The hub processor maintains a pool of subproblem tokens that it has received from workers. Each time it learns of a change in workload status from one of its workers, the hub reevaluates the work distribution in the cluster and dispatches subproblem tokens to workers it deems “deserving”. The notion of “deserving” can take into account both subproblem quantity and quality (as measured by the distance between the subproblem bound and the incumbent value).

When the hub dispatches a subproblem token t to a worker $w^*$, the resulting message might not go directly to $w^*$. Instead, it goes to the worker w that originally released t. If $w \ne w^*$, then when w receives the token, it forwards the necessary subproblem information to $w^*$, much as in [14–16, 43]. To save communication resources, the hub may pack multiple dispatch operations into the same MPI message.

The hub periodically broadcasts overall workload information to its workers so they know the approximate relation of their own workloads to those of other workers. This information allows each worker to adjust its probability of releasing subproblems. PEBBL also has a second mechanism, called “rebalancing”, to help maintain the user’s desired balance between hub and worker control of subproblems (especially near the end of a run). During rebalancing, workers can send blocks of subproblem tokens to the hub outside of the usual handler-release cycle.

The subproblem release probabilities and rebalancing operations at the workers, along with the calculation of when workers are “deserving”, are calibrated to (1) keep the fraction of subproblems in the cluster controlled by the hub close to the run-time parameter hubLoadFac and (2) keep the remaining subproblems relatively evenly distributed among the workers. In this calculation, an adaptively computed “discount” is applied to a worker process colocated on the hub processor. Specifically, if the hub processor appears to be spending a fraction h of its time on its hub functions but is also a worker, then the target number of subproblems for its worker process is a factor $1-h$ lower than for other worker processors.

Depending on the settings of the parameters controlling subproblem release and dispatch, PEBBL’s intracluster work distribution system can range from a classic “master-slave” configuration to one in which the workers “own” the vast majority of the subproblems, and the hub controls only a small “working set” that it tries to use to correct imbalances as they occur. A spectrum of settings between these two extremes is also possible. For example, there is a configuration in which the hub controls the majority of work within the cluster, but each worker has a small “buffer” of subproblems to prevent idleness while waiting for the hub to make work-scheduling decisions. The best configuration along this spectrum depends on both the application and the relative communication/computation speed of the system hardware. In practice, some run-time experimentation may be necessary to find the best settings for a given combination of computing enviroment and problem class.

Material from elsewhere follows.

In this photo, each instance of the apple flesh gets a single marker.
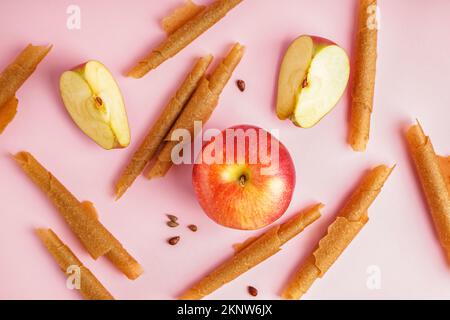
(94, 101)
(239, 194)
(313, 76)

3.4 Work distribution between clusters

For any given combination of computing environment, application, and problem instance, there will be a limit to the number of processors that can operate efficiently as a single cluster. Even if PEBBL is configured to maximize the conservation of hub resources, the hub may simply not be able to keep up with all the messages from its workers, or it may develop excessively long queues of incoming messages. At a certain point, adding more processors to a single cluster will not improve performance. To take advantage of additional processors, PEBBL therefore provides the ability to partition the overall processor set into multiple clusters.

PEBBL’s method for distributing work between clusters resembles CMMIP’s [14, 16]: there are two mechanisms for transferring work between clusters, “scattering” and “load balancing”. Scattering occurs when workers release subproblems. If there are multiple clusters and a worker has decided to release a subproblem, then the worker makes a random decision, controlled by some additional parameters and workload-state information, as to whether the subproblems should be released to the worker’s own hub or to the hub of a randomly chosen cluster. At the beginning of a run, PEBBL promotes even work distribution by forcing release of a worker’s first s subproblems (using the same notation as in the previous subsection) to random clusters.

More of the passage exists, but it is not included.